November 03, 2010

When I read the Fellowes interview I passed it on to a lady who never uses her title and has impeccable manners: namely, the mother of my children. She looked confused. “Is this a joke?” she asked. “Nobody says things like this any more.” Well, yes they do; some, that is. Promoting one’s own poshness is one reason for it; social insecurity is another. The reason Princess Pushy is so pushy—she orders people, nice people who say “Hello” in a friendly manner, to address her as HRH—is because she comes from an obscure Austrian background without any cachet whatsoever. Hence the snobbishness. And speaking of the lady in question, some of you might remember that last year, during the Wimbledon final between Federer and Roddick, I had revealed how all the tiny éclairs in the Royal Box had suddenly gone missing—devoured by her. Last week another disaster took place, this time in the Berkeley Square Pavilion of Art & Design. Suddenly all the crudités were gone, as our Marie Christine was seen emptying tray after tray of the stuff in front of astounded personnel.

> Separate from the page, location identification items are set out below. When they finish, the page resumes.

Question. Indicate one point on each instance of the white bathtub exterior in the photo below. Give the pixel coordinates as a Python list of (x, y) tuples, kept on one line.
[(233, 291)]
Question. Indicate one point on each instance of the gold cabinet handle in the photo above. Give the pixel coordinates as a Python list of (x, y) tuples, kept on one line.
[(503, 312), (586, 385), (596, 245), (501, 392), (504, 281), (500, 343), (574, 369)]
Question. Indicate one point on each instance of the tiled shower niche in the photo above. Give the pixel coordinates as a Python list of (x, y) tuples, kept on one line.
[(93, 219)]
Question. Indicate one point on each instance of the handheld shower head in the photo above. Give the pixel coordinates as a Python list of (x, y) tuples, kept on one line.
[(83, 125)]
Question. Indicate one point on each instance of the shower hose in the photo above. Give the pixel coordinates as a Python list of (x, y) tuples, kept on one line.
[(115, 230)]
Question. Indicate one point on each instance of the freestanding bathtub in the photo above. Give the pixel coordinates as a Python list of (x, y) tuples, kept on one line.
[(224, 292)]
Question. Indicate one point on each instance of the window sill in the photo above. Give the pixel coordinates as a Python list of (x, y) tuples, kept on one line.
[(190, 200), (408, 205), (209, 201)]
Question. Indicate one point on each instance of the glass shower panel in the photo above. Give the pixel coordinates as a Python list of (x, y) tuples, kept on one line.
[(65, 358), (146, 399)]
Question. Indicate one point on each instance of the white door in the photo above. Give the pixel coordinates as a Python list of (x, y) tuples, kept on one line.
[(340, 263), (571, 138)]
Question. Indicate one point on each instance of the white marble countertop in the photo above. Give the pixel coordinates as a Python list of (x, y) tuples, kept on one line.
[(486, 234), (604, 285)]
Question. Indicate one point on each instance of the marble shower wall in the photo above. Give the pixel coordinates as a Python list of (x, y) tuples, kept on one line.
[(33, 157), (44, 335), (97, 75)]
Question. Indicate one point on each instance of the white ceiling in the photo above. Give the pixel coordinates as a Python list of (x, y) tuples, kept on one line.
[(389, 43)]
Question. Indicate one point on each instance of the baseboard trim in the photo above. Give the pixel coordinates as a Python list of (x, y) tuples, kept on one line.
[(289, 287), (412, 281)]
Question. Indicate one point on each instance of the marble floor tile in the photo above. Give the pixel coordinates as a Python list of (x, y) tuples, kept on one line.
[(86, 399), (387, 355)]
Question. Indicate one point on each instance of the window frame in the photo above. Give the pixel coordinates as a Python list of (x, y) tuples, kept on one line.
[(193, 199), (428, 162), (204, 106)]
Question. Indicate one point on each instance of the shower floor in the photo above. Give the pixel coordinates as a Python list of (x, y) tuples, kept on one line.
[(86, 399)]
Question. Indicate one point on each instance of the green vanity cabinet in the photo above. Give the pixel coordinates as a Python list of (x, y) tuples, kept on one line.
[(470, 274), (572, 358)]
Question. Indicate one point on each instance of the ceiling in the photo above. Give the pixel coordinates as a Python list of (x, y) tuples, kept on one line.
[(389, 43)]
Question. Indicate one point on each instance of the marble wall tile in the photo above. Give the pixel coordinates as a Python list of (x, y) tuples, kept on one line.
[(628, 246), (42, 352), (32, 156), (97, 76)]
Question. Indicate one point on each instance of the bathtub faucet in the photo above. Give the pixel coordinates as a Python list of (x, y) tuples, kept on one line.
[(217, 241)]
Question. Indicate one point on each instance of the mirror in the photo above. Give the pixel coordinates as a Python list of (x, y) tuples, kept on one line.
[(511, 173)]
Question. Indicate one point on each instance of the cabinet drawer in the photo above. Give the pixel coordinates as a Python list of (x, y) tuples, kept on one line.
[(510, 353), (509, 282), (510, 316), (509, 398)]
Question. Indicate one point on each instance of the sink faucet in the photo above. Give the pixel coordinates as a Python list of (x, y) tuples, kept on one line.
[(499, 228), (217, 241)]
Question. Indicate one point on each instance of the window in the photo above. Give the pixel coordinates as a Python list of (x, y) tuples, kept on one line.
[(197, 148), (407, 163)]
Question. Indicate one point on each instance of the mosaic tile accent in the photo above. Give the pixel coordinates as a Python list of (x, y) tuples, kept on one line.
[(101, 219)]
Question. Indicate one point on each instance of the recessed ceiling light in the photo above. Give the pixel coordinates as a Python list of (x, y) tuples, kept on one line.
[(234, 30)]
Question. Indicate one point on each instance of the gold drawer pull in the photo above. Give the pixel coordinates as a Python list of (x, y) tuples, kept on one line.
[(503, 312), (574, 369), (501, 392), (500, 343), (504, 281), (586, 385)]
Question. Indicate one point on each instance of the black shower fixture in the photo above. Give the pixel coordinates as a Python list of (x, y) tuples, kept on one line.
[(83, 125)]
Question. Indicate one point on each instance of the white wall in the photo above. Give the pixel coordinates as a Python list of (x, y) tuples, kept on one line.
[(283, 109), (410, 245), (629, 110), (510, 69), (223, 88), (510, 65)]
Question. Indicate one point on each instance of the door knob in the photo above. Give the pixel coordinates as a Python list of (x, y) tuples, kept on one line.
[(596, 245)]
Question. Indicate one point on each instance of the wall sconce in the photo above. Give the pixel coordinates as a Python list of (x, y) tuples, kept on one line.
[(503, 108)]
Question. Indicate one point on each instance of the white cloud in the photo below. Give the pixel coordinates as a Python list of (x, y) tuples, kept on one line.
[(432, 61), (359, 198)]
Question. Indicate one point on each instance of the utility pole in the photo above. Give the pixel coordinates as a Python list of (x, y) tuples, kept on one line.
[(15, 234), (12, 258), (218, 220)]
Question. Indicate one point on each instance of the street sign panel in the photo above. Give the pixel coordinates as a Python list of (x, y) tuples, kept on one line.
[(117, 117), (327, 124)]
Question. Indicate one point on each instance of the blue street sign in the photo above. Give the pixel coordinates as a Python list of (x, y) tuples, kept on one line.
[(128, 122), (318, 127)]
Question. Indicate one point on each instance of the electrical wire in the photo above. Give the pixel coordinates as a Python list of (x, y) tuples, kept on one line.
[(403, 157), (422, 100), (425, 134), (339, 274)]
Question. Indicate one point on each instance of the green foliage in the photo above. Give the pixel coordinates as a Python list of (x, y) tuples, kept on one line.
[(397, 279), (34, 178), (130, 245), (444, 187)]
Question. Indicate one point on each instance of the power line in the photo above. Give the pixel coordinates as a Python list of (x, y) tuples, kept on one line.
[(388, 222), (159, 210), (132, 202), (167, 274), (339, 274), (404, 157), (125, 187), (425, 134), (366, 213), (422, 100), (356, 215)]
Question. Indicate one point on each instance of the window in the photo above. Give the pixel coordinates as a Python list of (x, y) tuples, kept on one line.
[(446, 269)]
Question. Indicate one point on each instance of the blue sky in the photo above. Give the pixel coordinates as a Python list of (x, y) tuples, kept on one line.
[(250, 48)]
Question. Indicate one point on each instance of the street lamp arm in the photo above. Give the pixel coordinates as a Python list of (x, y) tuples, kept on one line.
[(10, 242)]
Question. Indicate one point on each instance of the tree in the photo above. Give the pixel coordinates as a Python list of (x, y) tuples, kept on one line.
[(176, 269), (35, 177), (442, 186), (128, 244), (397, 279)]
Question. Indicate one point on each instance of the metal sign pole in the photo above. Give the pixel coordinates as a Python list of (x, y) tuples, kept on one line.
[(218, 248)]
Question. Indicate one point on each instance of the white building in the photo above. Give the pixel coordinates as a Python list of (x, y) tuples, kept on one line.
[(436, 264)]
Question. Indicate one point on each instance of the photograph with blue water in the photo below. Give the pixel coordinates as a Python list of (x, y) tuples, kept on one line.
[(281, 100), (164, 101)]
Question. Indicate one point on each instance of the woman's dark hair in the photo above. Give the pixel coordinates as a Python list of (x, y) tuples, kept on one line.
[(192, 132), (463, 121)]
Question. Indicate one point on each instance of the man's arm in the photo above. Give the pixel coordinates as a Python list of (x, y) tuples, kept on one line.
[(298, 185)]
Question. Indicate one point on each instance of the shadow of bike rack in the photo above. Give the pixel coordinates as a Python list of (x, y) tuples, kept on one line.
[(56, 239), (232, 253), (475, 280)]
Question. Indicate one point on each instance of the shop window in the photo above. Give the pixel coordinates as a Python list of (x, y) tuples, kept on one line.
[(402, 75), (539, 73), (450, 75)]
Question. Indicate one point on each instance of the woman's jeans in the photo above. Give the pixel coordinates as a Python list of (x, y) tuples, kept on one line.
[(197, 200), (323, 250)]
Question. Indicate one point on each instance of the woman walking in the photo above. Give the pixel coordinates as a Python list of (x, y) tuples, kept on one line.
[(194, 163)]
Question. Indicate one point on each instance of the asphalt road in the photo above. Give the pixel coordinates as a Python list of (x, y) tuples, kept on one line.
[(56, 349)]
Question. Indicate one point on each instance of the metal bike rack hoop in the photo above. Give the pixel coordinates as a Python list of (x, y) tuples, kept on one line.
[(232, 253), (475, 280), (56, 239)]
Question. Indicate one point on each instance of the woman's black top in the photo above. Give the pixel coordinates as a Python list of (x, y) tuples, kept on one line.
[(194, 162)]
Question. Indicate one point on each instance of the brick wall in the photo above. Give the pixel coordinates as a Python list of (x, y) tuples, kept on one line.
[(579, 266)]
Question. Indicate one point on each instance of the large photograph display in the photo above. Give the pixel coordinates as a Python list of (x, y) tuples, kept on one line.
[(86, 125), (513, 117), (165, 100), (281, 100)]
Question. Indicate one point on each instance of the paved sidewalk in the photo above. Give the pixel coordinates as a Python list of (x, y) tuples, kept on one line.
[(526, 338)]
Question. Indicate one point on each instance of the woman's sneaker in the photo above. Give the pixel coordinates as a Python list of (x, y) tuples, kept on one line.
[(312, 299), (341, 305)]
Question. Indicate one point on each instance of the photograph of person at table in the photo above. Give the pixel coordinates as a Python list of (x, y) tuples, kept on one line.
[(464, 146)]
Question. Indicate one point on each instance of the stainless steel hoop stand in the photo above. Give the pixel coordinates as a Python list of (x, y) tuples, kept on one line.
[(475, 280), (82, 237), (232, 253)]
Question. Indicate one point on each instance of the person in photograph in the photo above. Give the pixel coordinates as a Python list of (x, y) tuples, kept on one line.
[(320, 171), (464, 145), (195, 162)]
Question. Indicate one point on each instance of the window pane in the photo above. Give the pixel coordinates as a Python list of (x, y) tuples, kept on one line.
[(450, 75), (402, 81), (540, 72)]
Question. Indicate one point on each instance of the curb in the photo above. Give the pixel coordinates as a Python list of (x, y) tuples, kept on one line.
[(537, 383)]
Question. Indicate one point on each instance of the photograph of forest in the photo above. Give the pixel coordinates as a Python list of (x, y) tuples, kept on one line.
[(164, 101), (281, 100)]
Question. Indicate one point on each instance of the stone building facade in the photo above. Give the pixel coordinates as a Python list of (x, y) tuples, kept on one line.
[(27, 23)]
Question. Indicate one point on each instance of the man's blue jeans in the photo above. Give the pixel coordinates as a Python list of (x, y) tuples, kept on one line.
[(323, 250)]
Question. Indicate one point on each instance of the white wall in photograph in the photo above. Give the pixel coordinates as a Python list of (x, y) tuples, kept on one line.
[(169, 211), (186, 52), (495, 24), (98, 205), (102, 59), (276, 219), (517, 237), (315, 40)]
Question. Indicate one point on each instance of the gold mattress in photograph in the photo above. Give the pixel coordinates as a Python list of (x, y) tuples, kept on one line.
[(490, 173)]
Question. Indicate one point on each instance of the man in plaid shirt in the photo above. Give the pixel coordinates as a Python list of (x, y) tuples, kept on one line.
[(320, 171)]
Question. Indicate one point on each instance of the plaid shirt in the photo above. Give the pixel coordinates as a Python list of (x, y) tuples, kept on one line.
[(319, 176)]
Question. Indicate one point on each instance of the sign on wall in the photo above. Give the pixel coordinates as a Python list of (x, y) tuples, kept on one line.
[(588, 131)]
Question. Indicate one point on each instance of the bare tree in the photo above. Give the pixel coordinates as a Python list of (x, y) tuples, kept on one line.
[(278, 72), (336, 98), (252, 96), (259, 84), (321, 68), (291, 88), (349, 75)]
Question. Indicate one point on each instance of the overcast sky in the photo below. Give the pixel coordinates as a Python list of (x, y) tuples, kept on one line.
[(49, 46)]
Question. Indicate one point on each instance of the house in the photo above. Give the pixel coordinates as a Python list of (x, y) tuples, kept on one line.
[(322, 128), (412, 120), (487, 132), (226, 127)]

Snobbishness such as the type afflicting the Fellowes is probably worse than bad manners. I cannot tolerate slobs such as Alan Sugar and Philip Green, but it’s because they put on bad manners for effect. Don’t tell me these two little Jewish boys who came up poor and learned all the tricks early on do not know how to act properly. If there was money in it they would, but I suppose they choose to act like pigs for a macho image. Ironically, when Maggie Smith came to lunch at the Spectator a couple of years ago, she was seated next to me, and we had nonstop laughs although we had never met before. I began flirting with her, and she told me to finish up “that ghastly pink thing you have in your mouth.…” Maggie is not only a trouper but also a real Dame, and as everyone knows, there is nothing like a Dame, nothing in the world. I have not seen her in Downton Abbey because I choose to live away from Londonistan, in Tel Aviv-on-the-Hudson, but she was terrific in Gosford Park, another Julian Fellowes creation. What amazes and surprises me is why this incredibly talented man Fellowes can make such dumb pronouncements. The next thing we know, he and his wife—who sounds far worse than him—will be suing some poor souls for having tipped their soup plate toward them and having held their forks like pencils. I can see the letter now. A typical lawyer’s epistle threatening to freeze the hearts of those poor souls who committed those social solecisms: “My clients have suffered shock, pain, emotional, psychiatric, psychological, and mental distress as well as injuries….”  Come on, get off it, Fellowes, you’re giving your insecurities away as if you were the All England Club’s éclairs.